- Born: Arthur Bernard Baggeroer June 9, 1942 (age 84) Weymouth, Massachusetts, U.S.
- Education: Purdue University (BSEE) Massachusetts Institute of Technology (SM, ScD)
- Awards: IEEE Award for Underwater Signal Processing; IEEE Fellow; IEEE Oceanic Engineering Society Distinguished Technical Achievement Award; Acoustical Society of America Fellow; ASA Silver Medal; NDIA VADM Charles Martel - David Bushnell Award; Member of the National Academy of Engineering; American Association for the Advancement of Science Fellow;
- Scientific career
- Fields: Sonar; Underwater Acoustics;
- Workplaces: Massachusetts Institute of Technology; MIT Lincoln Laboratory; Woods Hole Oceanographic Institution;
- Thesis: State variables, the Fredholm theory and optimal communications. (1968)
- Doctoral advisor: Harry L. Van Trees

= Arthur Baggeroer =

American electrical engineer

Arthur Bernard Baggeroer (born June 9, 1942) is an American electrical engineer and emeritus ford professor of engineering in the Departments of Mechanical Engineering and Electrical Engineering & Computer Science at the Massachusetts Institute of Technology.

Baggeroer is known for his research advancements in signal processing and sonar, and is recognized as an international authority on underwater acoustics.

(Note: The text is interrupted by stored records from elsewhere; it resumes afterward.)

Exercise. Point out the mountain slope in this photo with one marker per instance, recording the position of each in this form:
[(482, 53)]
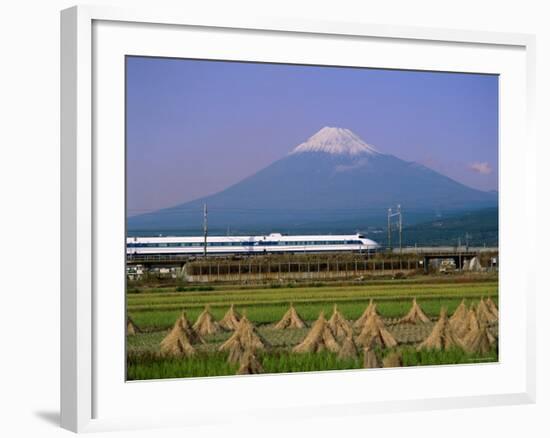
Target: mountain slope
[(477, 228), (332, 182)]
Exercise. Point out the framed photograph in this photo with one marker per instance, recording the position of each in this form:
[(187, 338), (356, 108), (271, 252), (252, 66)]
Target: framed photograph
[(315, 217)]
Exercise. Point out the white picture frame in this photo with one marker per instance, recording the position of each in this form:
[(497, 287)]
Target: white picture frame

== Education and employment ==
Baggeroer received his B.S.E.E from Purdue University (1963) and both his S.M. (1965) and Sc.D. (1968) in electrical engineering from the Massachusetts Institute of Technology. His doctoral thesis State variables, the Fredholm theory and optimal communications was advised by Harry L. Van Trees. He joined the faculty at MIT in 1968, where he taught Signal Processing: Continuous and Discrete; Sonar, Radar, & Seismic Signal Processing; Array Processing; and Stochastic Processes, Detection, and Estimation.

While on sabbatical from MIT, Baggeroer served as a consultant to the Chief of Naval Research at the NATO SACLANT Center (1977) and as a Cecil and Ida Green Scholar at the Scripps Institution of Oceanography (1990). He was an advisor to the U.S. Navy on the Ocean Studies Board and Naval Studies Board, as well as the chief scientist on 15 oceanography cruises. He has been affiliated with MIT Lincoln Laboratory and the Woods Hole Oceanographic Institution for many years, including as the director of the MIT-Woods Hole Joint Program in Oceanography and Oceanographic Engineering from 1983-1988.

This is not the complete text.